SVL in der Praxis
Interview mit Rolf Wyss, Berufsschullehrer für Drucktechnik in St. Gallen (Schweiz) und Ronny Willfahrt, Mitarbeiter beim Verband Druck und Medien NordOst in Hannover (aus Druck- und Medien-Abc des ZFA, Oktober 2018)
Wodurch seid Ihr in St. Gallen auf SAL/SVL aufmerksam geworden?
Wyss: Im Rahmen der internationalen Trainingswoche aller WorldSkills-Teilnehmer für WorldSkills AbuDhabi 2017 im Print Media Center in Heidelberg wurde auch die Projektbeteiligung an SAL (Social Augmented Learning) und SVL (Social Virtual Learning) vorgestellt. Im Hinblick auf die Weiterentwicklung der Wettbewerbsaufgaben bei Print Media Technology könnten Augmented und Virtual Reality mögliche neue Herausforderungen darstellen. Ich war als Schweizer WorldSkills-Experte in Heidelberg dabei und mein deutscher Expertenkollege, Bernhard Nahm, der auch Leiter berufliche Bildung Medienberufe bei Heidelberg ist, ermöglichte mir den Kontakt zu den Projektpartnern. Ich interessierte mich natürlich für den Einsatz in der beruflichen Bildung der Medientechnologen. Das war im September 2017.
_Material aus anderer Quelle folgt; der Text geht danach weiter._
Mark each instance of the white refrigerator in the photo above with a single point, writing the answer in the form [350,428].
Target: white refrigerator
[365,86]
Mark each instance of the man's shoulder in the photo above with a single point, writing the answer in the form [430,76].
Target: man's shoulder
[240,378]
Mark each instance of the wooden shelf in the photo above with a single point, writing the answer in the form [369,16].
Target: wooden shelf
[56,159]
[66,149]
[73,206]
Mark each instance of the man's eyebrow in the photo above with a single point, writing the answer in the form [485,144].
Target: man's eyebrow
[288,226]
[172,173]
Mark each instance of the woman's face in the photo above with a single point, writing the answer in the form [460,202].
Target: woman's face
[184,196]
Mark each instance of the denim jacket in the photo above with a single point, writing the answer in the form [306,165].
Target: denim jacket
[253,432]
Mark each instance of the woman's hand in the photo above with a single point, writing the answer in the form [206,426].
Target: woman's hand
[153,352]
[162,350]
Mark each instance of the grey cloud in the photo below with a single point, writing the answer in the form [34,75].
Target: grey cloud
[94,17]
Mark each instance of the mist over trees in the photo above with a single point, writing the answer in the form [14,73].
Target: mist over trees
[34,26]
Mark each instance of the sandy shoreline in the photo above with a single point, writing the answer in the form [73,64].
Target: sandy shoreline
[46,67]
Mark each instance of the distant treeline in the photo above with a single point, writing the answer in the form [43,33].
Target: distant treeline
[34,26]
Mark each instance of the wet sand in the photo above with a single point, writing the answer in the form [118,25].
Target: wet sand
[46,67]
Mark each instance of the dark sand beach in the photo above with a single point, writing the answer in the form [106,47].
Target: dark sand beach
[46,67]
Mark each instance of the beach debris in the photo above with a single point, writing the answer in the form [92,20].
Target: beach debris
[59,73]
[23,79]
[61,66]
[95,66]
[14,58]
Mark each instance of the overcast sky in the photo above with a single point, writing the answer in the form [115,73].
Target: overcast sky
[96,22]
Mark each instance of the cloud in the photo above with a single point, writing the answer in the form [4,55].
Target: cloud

Nach den WorldSkills konnte ich im November 2017 an der ersten Erprobung des Projektes SVL2020 am Beruflichen Schulzentrum Alois Senefelder in München teilnehmen. Die Erprobung in München war sehr eindrucksvoll und ich nutzte die Kontakte um SAL und SVL auch an der Schule für Gestaltung in St. Gallen einführen zu können.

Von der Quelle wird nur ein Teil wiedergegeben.